En réalité, qu'importe la culpabilité : Hugh Jackman a juste besoin de se défouler, de cogner, de... Oh le salaud, il commet un déni de marteau -prohibé par l'article premier de la Convention coréenne des droits de l'Homme. À la place, il encage son gibier ou, plutôt, l'enferme dans un cagibi en contreplaqué : un mètre carré de dignité, avec une chaudière qui déconne, pour le prix dérisoire de la bonne conscience d'une Amérique qui préfère mille fois définir la bonne cause, d'intérêt général ou particulier, qu'interdire la torture, principe intangible s'il en est. Bien sûr, le couple d'amis dont la fille a également été enlevée s'en lave les mains : il n'appartient pas à la caution afro-américaine du film de donner son avis sur un sujet qui la dépasse. Bien sûr, l'insupportable Maria Bello considère son bourreau de mari comme un homme bon : il lui apporte le "daily bread" et lui tend les petites pilules qui la "deliver [...] from evil".

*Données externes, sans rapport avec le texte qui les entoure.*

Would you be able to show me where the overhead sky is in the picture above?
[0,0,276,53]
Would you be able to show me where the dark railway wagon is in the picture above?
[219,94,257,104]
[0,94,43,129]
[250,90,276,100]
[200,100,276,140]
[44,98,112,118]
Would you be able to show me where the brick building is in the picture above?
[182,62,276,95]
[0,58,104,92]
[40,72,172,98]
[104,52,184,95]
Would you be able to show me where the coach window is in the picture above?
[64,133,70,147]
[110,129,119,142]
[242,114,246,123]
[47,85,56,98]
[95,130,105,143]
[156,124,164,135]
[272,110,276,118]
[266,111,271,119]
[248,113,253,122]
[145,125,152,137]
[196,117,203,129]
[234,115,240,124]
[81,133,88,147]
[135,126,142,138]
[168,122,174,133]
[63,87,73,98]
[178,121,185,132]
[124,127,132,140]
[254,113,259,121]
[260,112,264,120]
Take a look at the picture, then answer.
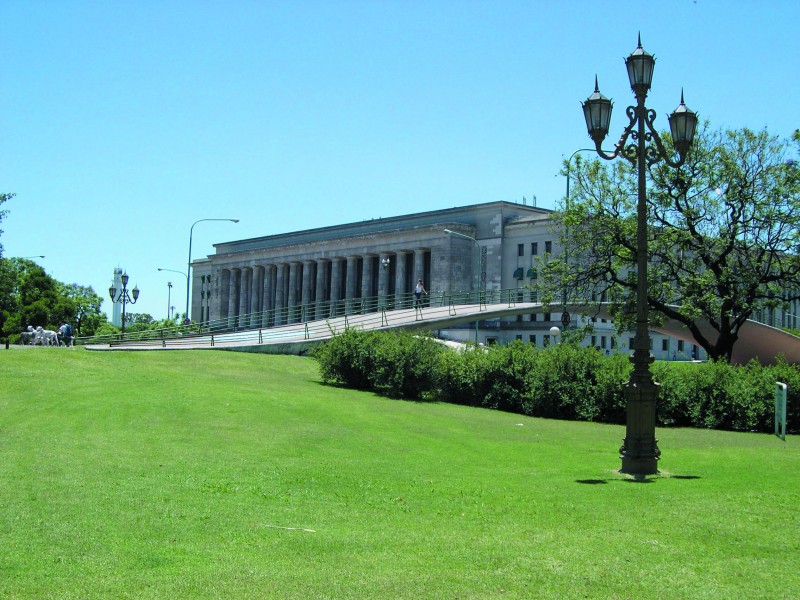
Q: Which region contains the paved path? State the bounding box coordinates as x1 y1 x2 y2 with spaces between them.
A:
87 302 800 364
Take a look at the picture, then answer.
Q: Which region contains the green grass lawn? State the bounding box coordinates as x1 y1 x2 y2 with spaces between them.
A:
0 348 800 599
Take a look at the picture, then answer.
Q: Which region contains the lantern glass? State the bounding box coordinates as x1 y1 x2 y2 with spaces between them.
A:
582 78 614 142
669 92 697 154
625 36 656 97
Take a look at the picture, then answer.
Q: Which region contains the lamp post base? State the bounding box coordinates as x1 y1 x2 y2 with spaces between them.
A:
619 380 661 475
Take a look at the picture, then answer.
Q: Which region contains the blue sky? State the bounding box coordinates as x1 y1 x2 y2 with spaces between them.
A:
0 0 800 318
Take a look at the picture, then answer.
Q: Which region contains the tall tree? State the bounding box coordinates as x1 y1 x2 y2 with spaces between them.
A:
60 283 106 336
543 125 800 360
0 192 16 258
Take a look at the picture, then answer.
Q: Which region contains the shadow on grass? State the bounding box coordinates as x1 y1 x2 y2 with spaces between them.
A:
575 473 700 485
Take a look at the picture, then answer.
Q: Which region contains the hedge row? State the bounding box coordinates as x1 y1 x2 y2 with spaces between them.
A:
314 329 800 432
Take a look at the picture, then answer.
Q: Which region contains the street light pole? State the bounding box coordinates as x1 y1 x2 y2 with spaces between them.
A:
108 273 139 335
157 267 189 320
167 281 172 321
583 36 697 475
444 229 483 348
184 219 239 325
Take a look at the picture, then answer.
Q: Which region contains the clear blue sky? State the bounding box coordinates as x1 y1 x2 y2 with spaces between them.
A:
0 0 800 318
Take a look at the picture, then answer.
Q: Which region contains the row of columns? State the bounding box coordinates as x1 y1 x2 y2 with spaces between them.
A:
210 250 430 327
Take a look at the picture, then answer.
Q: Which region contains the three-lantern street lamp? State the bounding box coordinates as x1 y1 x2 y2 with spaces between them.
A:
583 36 697 475
108 273 139 335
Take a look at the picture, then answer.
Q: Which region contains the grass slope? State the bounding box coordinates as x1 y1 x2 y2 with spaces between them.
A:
0 348 800 598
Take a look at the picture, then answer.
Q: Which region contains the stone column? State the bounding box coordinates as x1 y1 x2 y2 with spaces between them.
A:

En réalité, qu'importent les petites pilules : Paul Dano attend toujours que Jake Gyllenhaal le sorte de son cagibi ; après tout, un inspecteur nommé Loki doit être ingénieux et partager avec le dieu nordique davantage que la coupe de Tom Hiddleston dans Thor. Ainsi, lorsque Loki brûle, il entrevoit, par le glory hole, la fin de l'eau qui brûle ; puis Loki refroidit et les cheveux gominés envahissent son esprit. Mais n'y a-t-il vraiment rien sous ce casque ? Jake Gyllenhaal se doute quand même que la gamine risque moins de souffrir avec son kidnappeur qu'avec son fou furieux de père. Et de toute façon, l'enquête piétine : il est trop occupé à cligner des yeux pour réfléchir -mais attention, braves gens, ne vous moquez pas des tiqués.
En réalité, qu'importent les tics : le pauvre flic n'a pas grand-chose à se mettre sous la dent. David Fincher lui manque, Bong Joon-Ho se fait désirer... Deux heures qu'il attend son coup de fil. Défoncer un clavier Acer soulage, certes, mais à court terme seulement. Puis, le scénario ne le satisfait pas : deux petites filles droguées au coca-cola et forcées de gagner à la marelle pour rentrer chez elles... Jake soupire, Jake hésite : peuvent-elles perdre à la marelle ? Aussi propose-t-il à l'auteur, dans l'incertitude, de remplacer ledit jeu par un labyrinthe : enthousiasme général. A maze? That's fucking amazing Jake! It's like the corpse's necklace that's found in the priest's basement! "Amazing grace, how sweet the sound, / That saved a wretch like me!" It's fucking symbolic mate! How? Never mind how! Amazing!
Never mind how. Never mind la belle photographie, sombre et glaciale ; never mind les belles prestations des acteurs principaux ; never mind les quelques scènes prenantes, l'arrêt de Paul Dano en tête : Prisoners est grossier et prétentieux.